As we discussed last week the Temples were not just physical edifices that stood with all their beauty on the Temple Mount. These buildings were a model of spirituality and self-improvement that continues to shine within every soul.

Another example of this idea can be understood from the Temples layout and structure that was divided into three main components:


1)      A small room called the “Holy of Holies”. This was the holiest part of the Temple which housed the Ark and the Ten Commandments.

2)      A larger area called the “Holy Room”, containing three sacred objects –the candelabra, the table for the showbread and a small altar for incense.

3)      The courtyard where most of the Temple activity took place. Here sacrifices were offered, the Levites sang and the Jews prayed and studied.

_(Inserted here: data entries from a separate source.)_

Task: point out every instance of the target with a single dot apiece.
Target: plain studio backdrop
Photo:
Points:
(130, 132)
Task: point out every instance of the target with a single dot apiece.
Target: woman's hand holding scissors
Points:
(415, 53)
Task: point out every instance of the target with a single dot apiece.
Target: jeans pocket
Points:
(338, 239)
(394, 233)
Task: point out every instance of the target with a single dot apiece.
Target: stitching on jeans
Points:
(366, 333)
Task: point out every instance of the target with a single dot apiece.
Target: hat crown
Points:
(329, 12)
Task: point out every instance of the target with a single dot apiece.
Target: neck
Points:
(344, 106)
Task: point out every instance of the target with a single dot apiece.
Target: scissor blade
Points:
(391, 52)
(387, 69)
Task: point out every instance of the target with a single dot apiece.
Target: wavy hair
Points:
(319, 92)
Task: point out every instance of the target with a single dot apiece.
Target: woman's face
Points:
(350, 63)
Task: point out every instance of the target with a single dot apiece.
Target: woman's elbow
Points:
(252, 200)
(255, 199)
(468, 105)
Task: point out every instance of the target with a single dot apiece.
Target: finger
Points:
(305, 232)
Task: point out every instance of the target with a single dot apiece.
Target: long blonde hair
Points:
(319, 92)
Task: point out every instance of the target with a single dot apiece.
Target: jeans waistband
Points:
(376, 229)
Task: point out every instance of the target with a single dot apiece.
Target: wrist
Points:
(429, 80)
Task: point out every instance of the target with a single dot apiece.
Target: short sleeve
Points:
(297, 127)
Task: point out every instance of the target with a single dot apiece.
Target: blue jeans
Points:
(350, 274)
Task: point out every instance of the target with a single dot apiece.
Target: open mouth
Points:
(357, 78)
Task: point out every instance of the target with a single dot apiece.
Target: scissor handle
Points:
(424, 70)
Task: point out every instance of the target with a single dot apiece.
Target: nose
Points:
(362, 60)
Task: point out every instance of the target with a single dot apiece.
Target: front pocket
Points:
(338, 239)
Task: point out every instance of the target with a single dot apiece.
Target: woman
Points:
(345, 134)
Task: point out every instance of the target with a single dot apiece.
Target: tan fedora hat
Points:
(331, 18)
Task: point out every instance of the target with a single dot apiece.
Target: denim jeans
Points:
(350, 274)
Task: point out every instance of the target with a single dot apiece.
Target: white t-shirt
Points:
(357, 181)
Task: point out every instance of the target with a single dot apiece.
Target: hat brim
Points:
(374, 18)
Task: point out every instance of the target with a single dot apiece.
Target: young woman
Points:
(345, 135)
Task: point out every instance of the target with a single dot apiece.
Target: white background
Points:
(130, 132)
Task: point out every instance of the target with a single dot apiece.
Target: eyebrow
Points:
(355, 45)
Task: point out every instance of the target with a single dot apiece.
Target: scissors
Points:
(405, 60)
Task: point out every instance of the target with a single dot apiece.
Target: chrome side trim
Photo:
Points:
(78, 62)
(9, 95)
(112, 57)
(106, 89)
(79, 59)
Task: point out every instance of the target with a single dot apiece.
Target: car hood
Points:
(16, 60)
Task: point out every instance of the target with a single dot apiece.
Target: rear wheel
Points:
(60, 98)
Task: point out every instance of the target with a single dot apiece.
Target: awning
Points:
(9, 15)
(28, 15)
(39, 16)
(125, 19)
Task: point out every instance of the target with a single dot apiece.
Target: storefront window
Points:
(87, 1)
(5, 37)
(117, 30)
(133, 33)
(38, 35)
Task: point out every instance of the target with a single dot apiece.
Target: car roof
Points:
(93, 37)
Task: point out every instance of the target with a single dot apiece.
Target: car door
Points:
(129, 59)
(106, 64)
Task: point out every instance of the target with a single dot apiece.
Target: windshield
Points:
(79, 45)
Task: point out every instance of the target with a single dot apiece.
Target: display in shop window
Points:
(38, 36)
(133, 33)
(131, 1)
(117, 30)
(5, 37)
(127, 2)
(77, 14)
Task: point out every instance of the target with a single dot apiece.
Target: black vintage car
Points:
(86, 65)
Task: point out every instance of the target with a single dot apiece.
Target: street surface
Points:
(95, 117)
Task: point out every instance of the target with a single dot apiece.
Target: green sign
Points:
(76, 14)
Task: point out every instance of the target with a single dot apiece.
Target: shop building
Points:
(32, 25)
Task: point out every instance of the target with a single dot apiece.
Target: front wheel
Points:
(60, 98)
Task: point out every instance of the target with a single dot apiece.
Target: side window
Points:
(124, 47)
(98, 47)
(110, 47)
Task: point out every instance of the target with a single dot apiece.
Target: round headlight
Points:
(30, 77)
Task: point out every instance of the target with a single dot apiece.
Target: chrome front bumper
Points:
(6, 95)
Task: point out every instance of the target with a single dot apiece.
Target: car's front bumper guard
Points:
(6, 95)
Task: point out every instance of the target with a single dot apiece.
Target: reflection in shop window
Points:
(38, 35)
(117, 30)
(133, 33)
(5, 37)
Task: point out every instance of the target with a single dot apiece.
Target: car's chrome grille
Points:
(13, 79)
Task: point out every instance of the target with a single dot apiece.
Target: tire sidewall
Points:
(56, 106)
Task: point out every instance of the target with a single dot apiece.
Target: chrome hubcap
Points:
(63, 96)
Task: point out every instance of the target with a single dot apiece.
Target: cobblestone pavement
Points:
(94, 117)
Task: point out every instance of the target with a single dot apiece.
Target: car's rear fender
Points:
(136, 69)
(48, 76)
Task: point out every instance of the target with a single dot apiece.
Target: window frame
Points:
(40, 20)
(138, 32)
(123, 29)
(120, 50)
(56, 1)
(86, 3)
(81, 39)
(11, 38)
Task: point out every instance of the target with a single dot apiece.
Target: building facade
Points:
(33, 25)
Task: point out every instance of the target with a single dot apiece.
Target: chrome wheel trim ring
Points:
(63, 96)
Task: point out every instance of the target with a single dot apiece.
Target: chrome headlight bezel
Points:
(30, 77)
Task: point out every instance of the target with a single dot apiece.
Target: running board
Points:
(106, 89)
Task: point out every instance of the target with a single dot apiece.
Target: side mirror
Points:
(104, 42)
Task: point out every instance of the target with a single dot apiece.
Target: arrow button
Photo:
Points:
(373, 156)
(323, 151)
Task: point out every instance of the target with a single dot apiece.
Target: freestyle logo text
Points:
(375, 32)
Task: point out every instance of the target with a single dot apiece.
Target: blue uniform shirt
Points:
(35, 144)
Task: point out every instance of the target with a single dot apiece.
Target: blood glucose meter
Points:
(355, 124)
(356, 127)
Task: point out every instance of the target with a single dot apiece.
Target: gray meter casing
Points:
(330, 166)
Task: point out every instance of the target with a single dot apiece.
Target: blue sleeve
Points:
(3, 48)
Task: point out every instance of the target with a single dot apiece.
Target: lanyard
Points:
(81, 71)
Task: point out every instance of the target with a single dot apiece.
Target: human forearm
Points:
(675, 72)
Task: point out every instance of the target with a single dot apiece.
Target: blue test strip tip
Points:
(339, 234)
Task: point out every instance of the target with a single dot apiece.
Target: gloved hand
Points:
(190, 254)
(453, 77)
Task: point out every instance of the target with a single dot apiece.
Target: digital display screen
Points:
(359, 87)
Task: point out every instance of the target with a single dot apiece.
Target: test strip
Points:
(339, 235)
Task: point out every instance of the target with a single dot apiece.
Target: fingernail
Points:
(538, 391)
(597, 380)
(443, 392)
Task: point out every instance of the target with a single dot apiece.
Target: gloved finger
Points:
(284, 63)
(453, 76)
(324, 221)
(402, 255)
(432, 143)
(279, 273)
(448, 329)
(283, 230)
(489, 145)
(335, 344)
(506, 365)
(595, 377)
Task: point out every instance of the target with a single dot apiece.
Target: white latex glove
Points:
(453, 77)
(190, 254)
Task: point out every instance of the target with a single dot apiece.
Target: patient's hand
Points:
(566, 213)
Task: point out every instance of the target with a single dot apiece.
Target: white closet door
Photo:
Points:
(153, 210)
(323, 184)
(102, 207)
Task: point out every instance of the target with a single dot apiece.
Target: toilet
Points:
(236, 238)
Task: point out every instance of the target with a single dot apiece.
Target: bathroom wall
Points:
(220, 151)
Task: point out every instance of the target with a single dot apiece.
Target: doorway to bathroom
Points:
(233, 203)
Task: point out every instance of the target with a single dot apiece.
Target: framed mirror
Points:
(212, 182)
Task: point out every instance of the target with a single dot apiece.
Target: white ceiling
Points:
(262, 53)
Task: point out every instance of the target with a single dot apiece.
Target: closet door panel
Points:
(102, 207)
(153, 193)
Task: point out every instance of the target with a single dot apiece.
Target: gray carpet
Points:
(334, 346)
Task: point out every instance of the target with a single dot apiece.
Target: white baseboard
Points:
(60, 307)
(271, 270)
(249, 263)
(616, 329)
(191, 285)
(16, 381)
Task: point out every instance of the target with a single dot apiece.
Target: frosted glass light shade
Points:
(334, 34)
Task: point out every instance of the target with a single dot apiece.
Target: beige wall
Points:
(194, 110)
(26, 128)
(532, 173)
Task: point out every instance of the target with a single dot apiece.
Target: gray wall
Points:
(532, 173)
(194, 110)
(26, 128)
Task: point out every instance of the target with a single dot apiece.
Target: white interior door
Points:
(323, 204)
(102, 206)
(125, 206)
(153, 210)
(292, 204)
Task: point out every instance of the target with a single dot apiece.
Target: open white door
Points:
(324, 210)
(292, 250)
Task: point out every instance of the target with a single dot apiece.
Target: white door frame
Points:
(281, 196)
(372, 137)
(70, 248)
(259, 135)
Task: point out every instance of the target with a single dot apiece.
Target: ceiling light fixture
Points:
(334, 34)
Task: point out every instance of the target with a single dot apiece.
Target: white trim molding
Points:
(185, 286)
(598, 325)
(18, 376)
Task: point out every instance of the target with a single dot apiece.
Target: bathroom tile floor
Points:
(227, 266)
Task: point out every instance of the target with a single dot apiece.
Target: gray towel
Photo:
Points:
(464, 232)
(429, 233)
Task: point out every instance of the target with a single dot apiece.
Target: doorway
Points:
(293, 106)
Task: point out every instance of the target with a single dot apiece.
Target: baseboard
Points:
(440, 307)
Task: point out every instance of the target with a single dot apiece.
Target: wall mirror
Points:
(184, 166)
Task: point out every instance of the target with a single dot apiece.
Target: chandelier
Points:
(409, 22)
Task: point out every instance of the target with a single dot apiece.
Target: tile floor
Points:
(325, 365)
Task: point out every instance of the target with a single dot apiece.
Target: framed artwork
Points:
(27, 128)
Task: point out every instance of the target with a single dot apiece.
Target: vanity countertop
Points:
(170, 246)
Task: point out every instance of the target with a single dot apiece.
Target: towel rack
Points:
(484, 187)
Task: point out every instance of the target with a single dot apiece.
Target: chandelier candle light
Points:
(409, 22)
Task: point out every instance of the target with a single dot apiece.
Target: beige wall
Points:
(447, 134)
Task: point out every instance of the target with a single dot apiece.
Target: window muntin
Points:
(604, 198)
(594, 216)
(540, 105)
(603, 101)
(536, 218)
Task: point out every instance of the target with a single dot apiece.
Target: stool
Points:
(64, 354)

The mystics teach that the three primary organs of the human body are the brain, the heart and the liver. They represent the governing forces of human function – intellect, emotion and behaviour. The purpose of the mind is to provide maturity, balance and direction for our emotions. In turn healthy emotions add passion, excitement and enthusiasm to our behaviour. Activity without feelings leads to apathy, and emotion without intellectual guidance can be destructive and out of control.


The model for these three forces are reflected in the Temple structure –

–          The Tablets that lay in the “Holy of Holies” represent  the Divine teachings of the Torah that build a strong mind with healthy perspectives and strong values

–          The three objects in the “Holy Room” represent guided and focused emotions that are divided into three columns (as explained in the teachings of Kabbalah).

–          The busy activity in the courtyard connects to our daily behaviour, fuelled by the feelings of the heart and directed by the guidance of the mind.


On Tisha B’av, as we mourn the destruction of the Temple and pray for its rebuilding, we add  meaning to this day by continuously developing and building our own inner Temple,  the ‘Temple of the  Soul’.